Every agreement of which the object or consideration is unlawful is void.
- A agrees to sell his house to B for 10,000 rupees. Here, B’s promise to pay the sum of 10,000 rupees is the consideration for A’s promise to sell the house and A’s promise to sell the house is the consideration for B’ s promise to pay the 10,000 rupees. These are lawful considerations.
- A promises to pay 10,000 rupees at the end of six months, if C, who owes that sum to B, fails to pay it. B promises to grant time to C accordingly. Here, the promise of each party is the consideration for the promise of the other party, and they are lawful considerations.
- A promises, for a certain sum paid to him by B, to make good to B the value of his ship if it is wrecked on a certain voyage. Here, A’s promise is the consideration for B’s payment and B’s payment is the consideration for A’s promise, and these are lawful considerations.
- A promises to maintain B’s child, and B promises to pay A 1,000 rupees yearly for the purpose. Here, the promise of each party is the consideration for the promise of the other party. They are lawful considerations.
- A, B and C enter into an agreement for the division among them of gains acquired, or to be acquired, by them by fraud. The agreement is void, as its object is unlawful.
- A promises to obtain for B an employment in the public service and B promises to pay 1,000 rupees to A. The agreement is void, as the consideration for it is unlawful.
- A, being agent for a landed proprietor, agrees for money, without the knowledge of his principal, to obtain for B a lease of land belonging to his principal. The agreement between A and B is void, as it implies a fraud by concealment, by A, on his principal.
- A promises B to drop a prosecution which he has instituted against B for robbery, and B promises to restore the value of the things taken. The agreement is void, as its object is unlawful.

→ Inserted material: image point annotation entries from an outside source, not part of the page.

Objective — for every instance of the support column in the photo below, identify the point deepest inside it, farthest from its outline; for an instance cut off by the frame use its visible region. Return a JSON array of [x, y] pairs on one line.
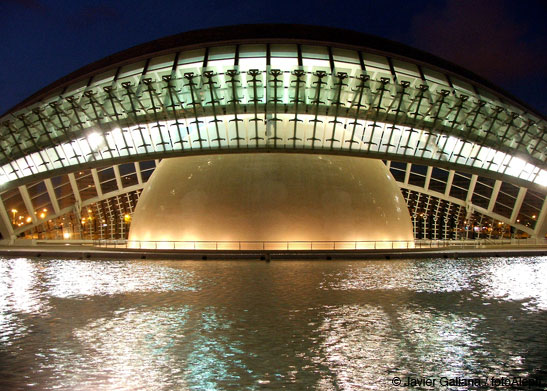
[[52, 196], [494, 196], [471, 188], [138, 172], [407, 172], [428, 177], [28, 204], [6, 229], [541, 225], [76, 192], [118, 177], [518, 204], [97, 182], [449, 183]]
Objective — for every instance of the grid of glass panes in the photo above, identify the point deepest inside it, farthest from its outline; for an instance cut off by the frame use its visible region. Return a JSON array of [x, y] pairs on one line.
[[331, 98]]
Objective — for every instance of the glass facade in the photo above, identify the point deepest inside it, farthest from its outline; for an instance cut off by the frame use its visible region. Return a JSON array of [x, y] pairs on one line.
[[235, 96]]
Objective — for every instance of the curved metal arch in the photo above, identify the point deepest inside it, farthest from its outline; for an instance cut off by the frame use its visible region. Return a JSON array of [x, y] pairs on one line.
[[465, 204], [171, 112]]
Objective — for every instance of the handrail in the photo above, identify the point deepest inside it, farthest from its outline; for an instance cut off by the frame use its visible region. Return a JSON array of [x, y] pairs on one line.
[[312, 245]]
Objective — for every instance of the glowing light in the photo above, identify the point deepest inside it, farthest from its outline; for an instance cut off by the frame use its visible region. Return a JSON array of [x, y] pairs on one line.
[[94, 140], [344, 211]]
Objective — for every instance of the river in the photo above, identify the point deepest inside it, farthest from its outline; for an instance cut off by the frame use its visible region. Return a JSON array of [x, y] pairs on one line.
[[250, 325]]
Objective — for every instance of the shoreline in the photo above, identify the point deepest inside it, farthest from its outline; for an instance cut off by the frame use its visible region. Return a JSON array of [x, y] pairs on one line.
[[89, 252]]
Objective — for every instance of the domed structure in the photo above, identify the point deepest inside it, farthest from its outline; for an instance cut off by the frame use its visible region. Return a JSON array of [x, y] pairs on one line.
[[469, 158], [270, 197]]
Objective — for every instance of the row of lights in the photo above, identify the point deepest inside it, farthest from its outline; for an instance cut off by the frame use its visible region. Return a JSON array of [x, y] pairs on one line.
[[21, 220]]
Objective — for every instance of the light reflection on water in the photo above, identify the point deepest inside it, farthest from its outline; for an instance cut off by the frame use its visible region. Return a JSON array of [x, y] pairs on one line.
[[144, 325]]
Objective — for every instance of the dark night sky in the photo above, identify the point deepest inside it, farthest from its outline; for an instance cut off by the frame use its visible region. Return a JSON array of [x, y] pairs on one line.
[[503, 41]]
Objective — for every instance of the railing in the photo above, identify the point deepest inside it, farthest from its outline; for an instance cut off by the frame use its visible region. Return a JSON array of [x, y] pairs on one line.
[[314, 245]]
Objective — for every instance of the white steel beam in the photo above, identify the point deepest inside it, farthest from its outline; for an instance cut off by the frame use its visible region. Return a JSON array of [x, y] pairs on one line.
[[28, 203], [449, 183], [540, 230], [138, 172], [428, 177], [97, 182], [74, 186], [407, 173], [118, 176], [494, 196], [52, 196], [471, 188], [6, 229], [518, 204]]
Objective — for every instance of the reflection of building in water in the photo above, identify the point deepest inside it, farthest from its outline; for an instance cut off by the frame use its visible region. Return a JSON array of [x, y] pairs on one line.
[[468, 159]]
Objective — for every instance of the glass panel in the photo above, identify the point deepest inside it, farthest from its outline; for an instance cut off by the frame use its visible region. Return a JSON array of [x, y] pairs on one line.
[[252, 51], [343, 55], [317, 52], [221, 53], [283, 50], [161, 62], [131, 69]]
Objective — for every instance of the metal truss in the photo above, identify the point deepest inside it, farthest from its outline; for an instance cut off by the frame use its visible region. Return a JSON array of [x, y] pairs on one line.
[[71, 149], [95, 204], [404, 112]]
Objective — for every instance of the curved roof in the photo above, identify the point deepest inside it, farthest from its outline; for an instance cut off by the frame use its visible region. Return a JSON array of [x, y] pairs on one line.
[[228, 89], [269, 33], [274, 88]]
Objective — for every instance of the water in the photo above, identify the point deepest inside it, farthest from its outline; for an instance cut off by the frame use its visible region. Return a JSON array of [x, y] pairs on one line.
[[296, 325]]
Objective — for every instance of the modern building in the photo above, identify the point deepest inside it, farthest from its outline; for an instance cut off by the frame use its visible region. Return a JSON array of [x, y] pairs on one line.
[[246, 104]]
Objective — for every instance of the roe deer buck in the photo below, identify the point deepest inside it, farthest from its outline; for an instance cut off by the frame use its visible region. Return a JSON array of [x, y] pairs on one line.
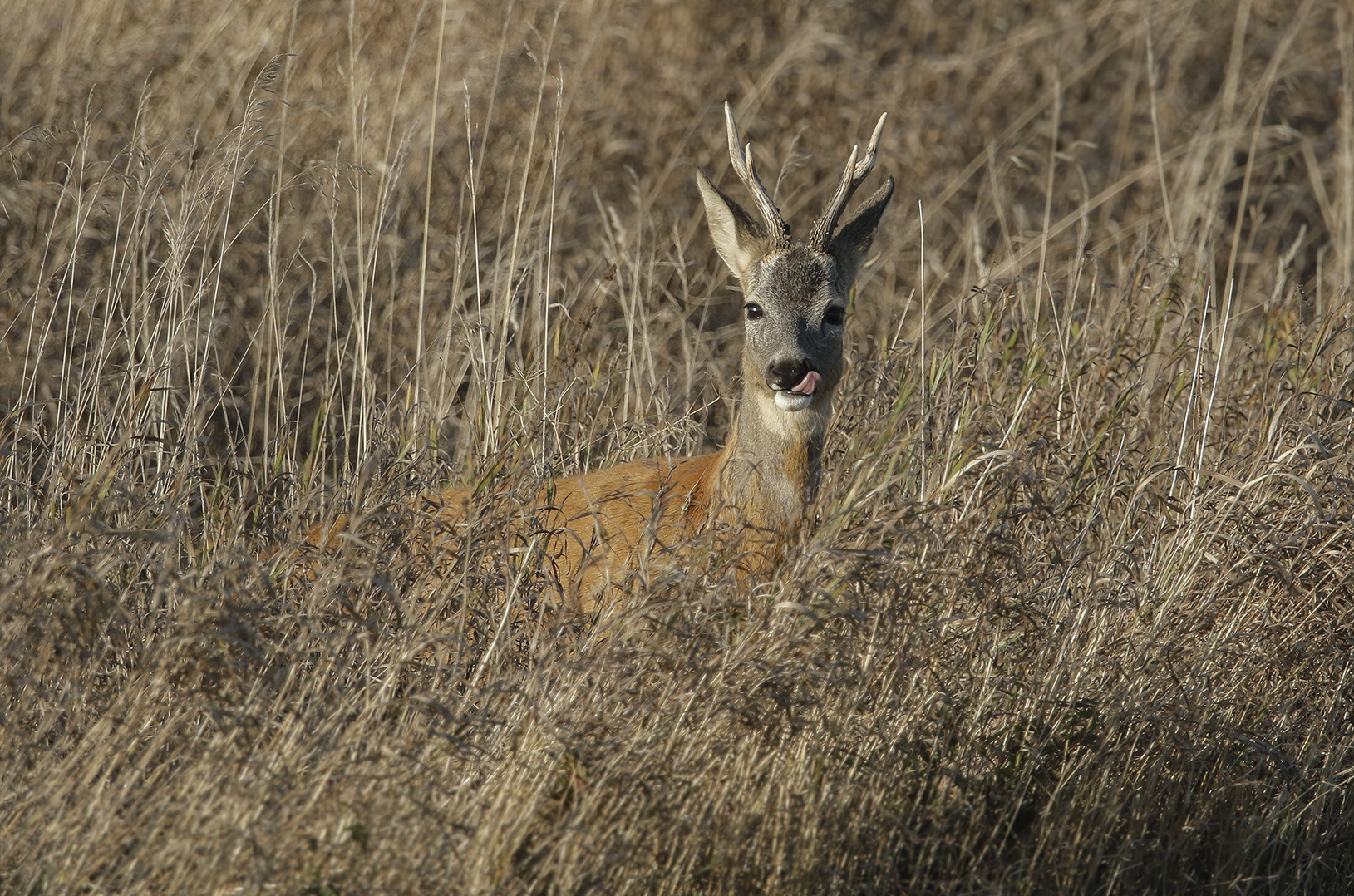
[[755, 491]]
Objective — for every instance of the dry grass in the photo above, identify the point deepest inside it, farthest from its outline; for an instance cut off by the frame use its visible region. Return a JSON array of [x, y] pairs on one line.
[[1078, 612]]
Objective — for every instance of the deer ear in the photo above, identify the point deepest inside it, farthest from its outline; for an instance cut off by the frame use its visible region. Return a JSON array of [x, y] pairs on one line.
[[738, 239], [852, 241]]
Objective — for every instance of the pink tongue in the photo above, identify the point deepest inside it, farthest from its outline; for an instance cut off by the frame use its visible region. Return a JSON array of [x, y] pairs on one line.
[[809, 383]]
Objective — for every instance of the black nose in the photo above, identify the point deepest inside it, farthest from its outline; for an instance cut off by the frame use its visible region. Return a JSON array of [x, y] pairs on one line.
[[787, 374]]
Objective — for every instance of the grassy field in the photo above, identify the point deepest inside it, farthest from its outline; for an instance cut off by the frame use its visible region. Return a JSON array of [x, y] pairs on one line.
[[1076, 613]]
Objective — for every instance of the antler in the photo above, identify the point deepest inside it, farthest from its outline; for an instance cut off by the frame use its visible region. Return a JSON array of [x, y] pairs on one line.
[[742, 159], [820, 236]]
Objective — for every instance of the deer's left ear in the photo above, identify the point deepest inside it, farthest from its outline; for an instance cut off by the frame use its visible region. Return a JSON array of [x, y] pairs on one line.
[[852, 241]]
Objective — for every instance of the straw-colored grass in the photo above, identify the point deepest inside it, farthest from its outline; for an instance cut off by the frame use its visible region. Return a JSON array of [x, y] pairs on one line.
[[1076, 613]]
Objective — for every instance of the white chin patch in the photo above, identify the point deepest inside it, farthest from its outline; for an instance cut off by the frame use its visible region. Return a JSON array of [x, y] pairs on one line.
[[792, 401]]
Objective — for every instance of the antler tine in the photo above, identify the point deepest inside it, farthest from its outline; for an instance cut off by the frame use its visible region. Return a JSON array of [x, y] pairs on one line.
[[746, 170], [852, 178]]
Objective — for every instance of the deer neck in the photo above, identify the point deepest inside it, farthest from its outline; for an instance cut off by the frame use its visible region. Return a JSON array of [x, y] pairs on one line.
[[771, 465]]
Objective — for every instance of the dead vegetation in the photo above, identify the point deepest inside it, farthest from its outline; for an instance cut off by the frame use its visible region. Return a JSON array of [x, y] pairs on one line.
[[1078, 611]]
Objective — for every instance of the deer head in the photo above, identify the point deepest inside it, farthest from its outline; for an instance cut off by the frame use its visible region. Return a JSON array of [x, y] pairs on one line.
[[795, 294]]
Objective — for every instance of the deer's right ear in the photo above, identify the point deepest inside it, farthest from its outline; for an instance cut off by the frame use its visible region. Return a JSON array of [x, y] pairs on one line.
[[738, 239]]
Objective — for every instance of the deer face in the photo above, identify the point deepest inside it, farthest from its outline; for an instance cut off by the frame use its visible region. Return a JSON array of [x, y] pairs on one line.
[[794, 293], [794, 318]]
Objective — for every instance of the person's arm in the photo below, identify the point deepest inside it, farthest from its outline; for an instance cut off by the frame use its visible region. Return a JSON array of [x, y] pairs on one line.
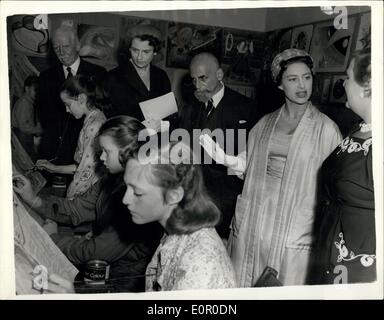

- A’s estate is sold for arrears of revenue under the provisions of an Act of the Legislature, by which the defaulter is prohibited from purchasing the estate. B, upon an understanding with A, becomes the purchaser, and agrees to convey the estate to A upon receiving from him the price which B has paid. The agreement is void, as it renders the transaction, in effect, a purchase by the defaulter, and would so defeat the object of the law.
- A, who is B’s mukhtar, promises to exercise his influence, as such, with B in favour of C, and C promises to pay 1,000 rupees to A. The agreement is void, because it is immoral.
- A agrees to let her daughter to hire to B for concubinage. The agreement is void, because it is immoral, though the letting may not be punishable under the Indian Penal Code (45 of 1860).